The RAW War
09/02/08
The Raw War - Film vs. DigitalWhen I "went digital" in 2003 it was with a great deal of apprehension, not because of any fear of technology or change, but because coming from a professional printing and processing background I had seen digital photography slowly kill my trade and felt somewhat guilty of betrayal.
However, having seen the quality and workflow benefits of digital I realised I would be foolish not to embrace digital and sell my film gear. This is why I have always found it slightly odd when people who have not had film technology pay the mortgage for 10 years find digital an insult to photography.
I assume that they think it’s not "real photography" because it’s all done in the computer - you can no longer believe what you see on the print.
Well, you haven't been able to believe what you see in print since photography was invented. Everything from choice of viewpoint, aperture, shutter speed and filtration, through to film stock, processing temperature and times, & printing choices have a huge impact on the final image.
No, I believe peoples distrust of digital has sprang from the fact everyone now has the ability to see the photograph right through the entire processing pipeline. The dark arts that were once hidden in the confines of a darkroom are now available to everyone through their PCs.
Some people believe they are being true to the original image if they shoot film and not digital, scan the film in and match it to the original slide. No they are not. They are being true to their film manufacturers colour, saturation and contrast settings for their chosen film stock. Why match the print to some arbitrary film manufacturers’ version of a scene they (the manufacturer) never witnessed? No film has the ability to record the detail, colour or dynamic range the human eye can.
Some people with digital cameras believe if the shoot JPEG or tiff and do no processing in PhotoShop that they are being true to the original scene. No they are not. They are being true to their camera manufacturers’ saturation and contrast curves settings.
It is true that you can choose an appropriate film stock to suit the conditions (although when I used film I, like most other colour landscape photographers, stuck rigidly to Velvia - a heavily saturated, contrasty film stock), or alter the colour and contrast settings for your JPEG's in camera, from flat-as-a-pancake contrast to eye-shattering colour settings, depending on camera; but these settings are global - they affect the entire image, and most images require local contrast and colour corrections - different parts of the image requiring different amounts of exposure, contrast and saturation.
Because of this it is almost impossible to produce an image direct from film or digital without it needing at least a helping hand to get the most out of it, especially if the image is to be printed.
Darkroom workers had traditionally been these helping hands (throwing their arms around like a loon under the enlarger lens as they "dodged and burned"!) but now we have the much more sedate PhotoShop and Lightroom, where we process our RAW files.
This brings me onto RAW files, and why they’re so useful.
A RAW file, as its name implies, is the raw, unprocessed information from the cameras sensor. Because it is unprocessed some people have compared it to a latent negative. But it is superior to film because it has no saturation or contrast curves already embedded in it and also if we don’t like the result we can process again.
This is of course not an excuse for sloppy camera work to begin with. In the ‘good old’ days before digital imaging, photographers would compose the image, meter accordingly, taking into account the contrast range and using filtration if necessary to correct for colour and contrast. This would give the best possible negative or slide with which to work with in the darkroom. The same is true with digital photography – the file should contain as much information as feasible to produce the best possible print. Underexpose and the shadows will be ugly and noisy when lightened – overexpose and you will blow the highlights, meaning the detail is lost forever.
Ansel Adams invented an entire exposure system, called the zone system, based on pre-visualizing the finished print before even pressing the shutter. In essence the zone system is about placing an image within one of 10 "zones", from paper white to pure black, to obtain the maximum tonality in a given image. By adjusting the camera exposure, negative processing times, choice of printing paper and tailoring his darkroom technique for each individual image, Ansel Adams produced some of the most stunning prints in the photographic world.

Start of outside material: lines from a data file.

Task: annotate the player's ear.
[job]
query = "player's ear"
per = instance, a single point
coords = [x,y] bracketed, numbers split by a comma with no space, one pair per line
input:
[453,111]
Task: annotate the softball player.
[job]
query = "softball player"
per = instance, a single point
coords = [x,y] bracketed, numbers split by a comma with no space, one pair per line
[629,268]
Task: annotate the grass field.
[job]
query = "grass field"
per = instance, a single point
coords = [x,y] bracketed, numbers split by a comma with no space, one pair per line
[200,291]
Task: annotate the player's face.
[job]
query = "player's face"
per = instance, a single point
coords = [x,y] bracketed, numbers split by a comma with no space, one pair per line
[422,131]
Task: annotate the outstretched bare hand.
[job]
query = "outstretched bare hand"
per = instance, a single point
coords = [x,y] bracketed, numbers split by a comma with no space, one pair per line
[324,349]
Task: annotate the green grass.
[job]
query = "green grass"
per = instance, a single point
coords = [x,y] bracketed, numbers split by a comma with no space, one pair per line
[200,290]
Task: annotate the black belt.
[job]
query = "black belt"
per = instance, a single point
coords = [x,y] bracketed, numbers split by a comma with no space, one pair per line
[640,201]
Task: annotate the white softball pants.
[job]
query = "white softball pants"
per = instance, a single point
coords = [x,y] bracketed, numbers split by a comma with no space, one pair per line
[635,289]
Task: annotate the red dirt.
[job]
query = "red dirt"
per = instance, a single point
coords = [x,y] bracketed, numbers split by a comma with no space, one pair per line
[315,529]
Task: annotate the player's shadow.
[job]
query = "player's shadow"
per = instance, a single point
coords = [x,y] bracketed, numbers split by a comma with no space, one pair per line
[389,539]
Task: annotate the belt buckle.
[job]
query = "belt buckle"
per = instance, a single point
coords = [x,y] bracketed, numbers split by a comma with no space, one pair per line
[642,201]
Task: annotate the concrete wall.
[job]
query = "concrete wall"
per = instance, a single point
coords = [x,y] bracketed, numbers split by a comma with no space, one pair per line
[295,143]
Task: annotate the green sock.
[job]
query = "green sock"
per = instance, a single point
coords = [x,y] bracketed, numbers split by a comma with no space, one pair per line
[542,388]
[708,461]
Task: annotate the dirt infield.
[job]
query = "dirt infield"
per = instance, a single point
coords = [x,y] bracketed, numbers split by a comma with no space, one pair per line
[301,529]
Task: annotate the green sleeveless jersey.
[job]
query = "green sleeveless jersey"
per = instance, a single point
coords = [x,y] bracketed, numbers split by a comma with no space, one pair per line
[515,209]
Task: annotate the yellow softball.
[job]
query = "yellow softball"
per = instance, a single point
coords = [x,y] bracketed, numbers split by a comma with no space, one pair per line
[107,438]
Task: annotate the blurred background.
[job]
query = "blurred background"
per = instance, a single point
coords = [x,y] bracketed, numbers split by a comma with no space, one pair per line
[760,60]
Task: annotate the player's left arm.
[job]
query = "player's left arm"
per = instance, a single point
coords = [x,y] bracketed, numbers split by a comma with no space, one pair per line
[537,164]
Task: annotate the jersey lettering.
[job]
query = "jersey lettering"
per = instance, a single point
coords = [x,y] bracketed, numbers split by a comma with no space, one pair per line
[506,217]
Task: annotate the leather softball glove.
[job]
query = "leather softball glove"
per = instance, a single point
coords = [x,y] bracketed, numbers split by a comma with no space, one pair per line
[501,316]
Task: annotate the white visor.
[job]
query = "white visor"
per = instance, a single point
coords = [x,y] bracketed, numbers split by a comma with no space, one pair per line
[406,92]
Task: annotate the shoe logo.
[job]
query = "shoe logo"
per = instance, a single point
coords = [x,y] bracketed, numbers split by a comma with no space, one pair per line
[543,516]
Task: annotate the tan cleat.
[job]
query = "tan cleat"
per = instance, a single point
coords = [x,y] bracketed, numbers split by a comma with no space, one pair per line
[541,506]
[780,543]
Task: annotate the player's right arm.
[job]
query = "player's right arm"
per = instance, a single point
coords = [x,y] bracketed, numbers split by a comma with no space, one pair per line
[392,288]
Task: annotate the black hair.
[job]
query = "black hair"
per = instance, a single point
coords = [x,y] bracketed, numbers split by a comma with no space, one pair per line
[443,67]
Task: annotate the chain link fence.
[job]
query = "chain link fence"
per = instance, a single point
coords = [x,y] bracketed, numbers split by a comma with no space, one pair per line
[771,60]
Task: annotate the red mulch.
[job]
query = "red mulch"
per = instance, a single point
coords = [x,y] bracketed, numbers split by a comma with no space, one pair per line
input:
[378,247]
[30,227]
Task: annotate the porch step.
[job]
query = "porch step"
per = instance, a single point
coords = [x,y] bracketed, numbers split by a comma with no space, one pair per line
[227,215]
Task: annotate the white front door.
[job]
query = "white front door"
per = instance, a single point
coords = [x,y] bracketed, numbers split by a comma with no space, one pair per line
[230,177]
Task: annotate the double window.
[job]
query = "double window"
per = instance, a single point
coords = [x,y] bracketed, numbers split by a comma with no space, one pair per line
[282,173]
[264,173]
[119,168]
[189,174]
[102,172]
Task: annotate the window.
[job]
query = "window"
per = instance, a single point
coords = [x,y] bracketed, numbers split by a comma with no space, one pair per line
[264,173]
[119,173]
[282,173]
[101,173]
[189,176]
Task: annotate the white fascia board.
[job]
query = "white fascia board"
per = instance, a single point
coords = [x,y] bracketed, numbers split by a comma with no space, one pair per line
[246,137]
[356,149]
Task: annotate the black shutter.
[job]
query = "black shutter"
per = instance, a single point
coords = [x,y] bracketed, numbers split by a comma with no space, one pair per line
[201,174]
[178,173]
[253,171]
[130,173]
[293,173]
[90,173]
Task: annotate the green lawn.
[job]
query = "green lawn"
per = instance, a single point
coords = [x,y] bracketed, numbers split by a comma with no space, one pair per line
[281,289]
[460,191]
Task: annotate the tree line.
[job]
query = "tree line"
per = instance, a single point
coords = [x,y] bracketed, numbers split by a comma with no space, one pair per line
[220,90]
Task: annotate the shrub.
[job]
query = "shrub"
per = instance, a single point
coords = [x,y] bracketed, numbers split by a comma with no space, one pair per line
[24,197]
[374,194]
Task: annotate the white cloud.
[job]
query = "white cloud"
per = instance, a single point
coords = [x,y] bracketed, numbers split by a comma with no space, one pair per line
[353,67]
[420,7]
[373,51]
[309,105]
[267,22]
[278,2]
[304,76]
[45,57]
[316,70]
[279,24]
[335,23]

I think some photographers maybe never realised the extent to which the hand printing (and printer!) contributed to the substance of a photograph. Professional photographers would often work very closely with their chosen hand printer to make sure their vision was realised.
With raw processing we mere mortals can try to achieve this without screwing up the processing of the film or wasting sheets of printing paper by developing, tweaking and re-processing the digital file if necessary then viewing the results on screen before printing.
This leads me to the major benefit of digital over film photography - repeatability.
- The way digital images and film images are captured by a camera is virtually the same (i.e. a light tight box with a lens and light sensitive material).
- Both film and (raw) digital images require processing – (film with chemicals and digital with Lightroom, Rawshooter Camera Raw, or various others).
- Both film and digital images often require local as well as global contrast and colour corrections. (Photoshop, PaintShopPro etc.)
…but once those corrections are performed on a digital image (or scanned film for that matter) they can be saved and then output exactly the same time and again (very difficult with film in the darkroom if dodging and burning techniques have been used) either the same day or years down the line.
This, all other cost & quality benefits aside, is the main reason why digital could well win the war.